Over the years I’ve spent a lot of time with people looking for advice about the next steps in their career. Each of these people has wanted something different from me – some for example have wanted to learn from the steps I’ve taken in my own career and others have wanted my opinion on the suitability of various roles and opportunities. It has been especially satisfying to share my time and opinions with those looking for a career that will allow them to make a bigger difference in the world. Many of the people I talk to are looking for far more than a job – they’re looking for greater purpose and meaning in their work.
Last week our Business Manager, Siobhan sent me a very funny article about some of the not so great career advise available out there. While enjoying a hearty laugh at the extraordinarily poor advice showcased in the article, it made me reflect on how important good advice can be, especially when we’re looking to change direction in our career. It also made me reflect on how each of the people I’ve met with over the years came to be asking my advice.
Finding people who are willing and able to share valuable insights and guidance isn’t always easy. However, when we do, a trusted advisor can have a big impact on the quality of our choices and ultimately the level of success we are able to achieve. Below I offer suggestions about how to find and leverage good career advice, but first I want to share just one of the highly amusing examples of poor advice that inspired this blog. GuerillaJobHunting.com suggest:
“Go to a discount shoe store and buy a good pair of loafers on sale. Get two boxes. Send one shoe in one box with a card that says, “Now that I have one shoe in the door let me introduce myself…” I know it’s an old gimmick but chances are if you haven’t had it pulled on you, then neither has the hiring manager. Make sure the shoe fits you in case you get it back and want to use it again. Make sure it’s well polished and doesn’t smell. Black is best. Don’t send a high-heeled lady’s shoe because you may be sending a message about the wrong kind of job.”
While you could argue this approach may work with some prospective employers, my experience tells me most will find it somewhere in the range between ridiculous and cringe worthy. I think it’s safe to say the likelihood of putting people off is far greater that the remote possibility that someone will be impressed, amused or intrigued enough to invite you in for an interview.
While you may be fortunate to have family or friends willing and able to offer quality advice, it’s important to look for mentors and advisors outside of your immediate circle of influence:
- Talk to people who may know people: ask close friends, colleagues, associates and anyone else you respect to suggest people you need to meet. Ask them to introduce you if they can
- Participate in networking groups that provide opportunity to form quality relationships. Exchanging business cards isn’t enough – get to know and build authentic relationships with successful people.
- Think outside of the square – be open minded to where you might find good advice.
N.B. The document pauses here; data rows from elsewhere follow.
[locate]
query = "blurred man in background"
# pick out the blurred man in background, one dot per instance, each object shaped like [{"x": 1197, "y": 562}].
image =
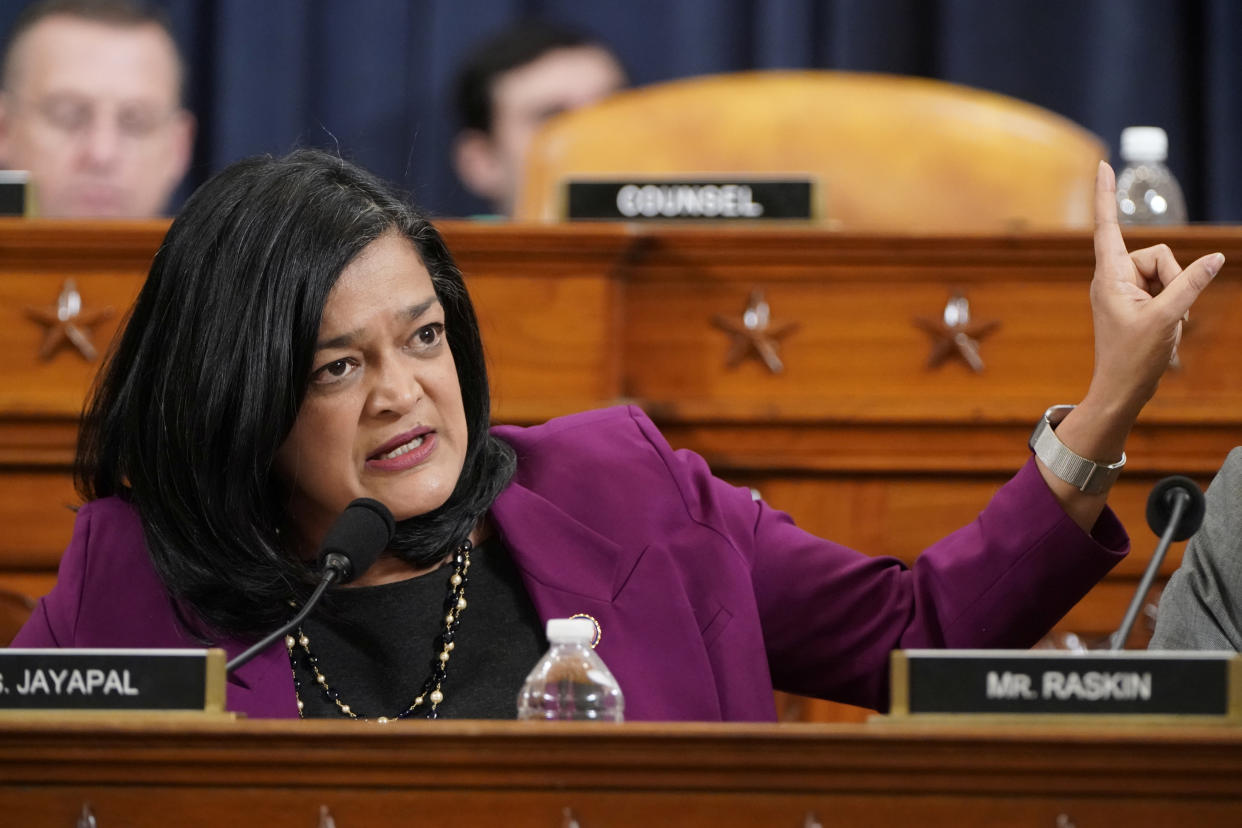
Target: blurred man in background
[
  {"x": 509, "y": 86},
  {"x": 91, "y": 107}
]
For example it may be your Uncle’s best friend who has the experience and insights you need to tap into.
- Trust: throughout my life the right teachers have turned up at the right time. While it’s important to proactively take steps to find people we can learn from, it’s also important to trust you will recognise new teachers when they arrive.
Tapping into quality advice
Once you have managed to get time with a potential trusted advisor it’s up to you to make the most of the opportunity:
- Don’t be afraid to ask for advice: people can say no if they are too busy to spend time with you
- Regardless of who has introduced you, use your own judgment about the extent to which you should trust the advice you receive
- Understand the background of the person you are meeting with and be clear about how their experience can help you to gain the insights or make the decisions you need to
- Know specifically what you would like to gain from the time you spend together and make sure you tell them. The more prepared they are the more likely it is that you will get value from the meeting
- Go to any meeting armed with the questions you want to ask. Don’t allow fear or hesitation to hold you back from asking what you really want to know
- Be willing to share honest insight to your goals and aspirations, fears and hesitations. Only with full insight can anyone be expected to add real value through quality advice.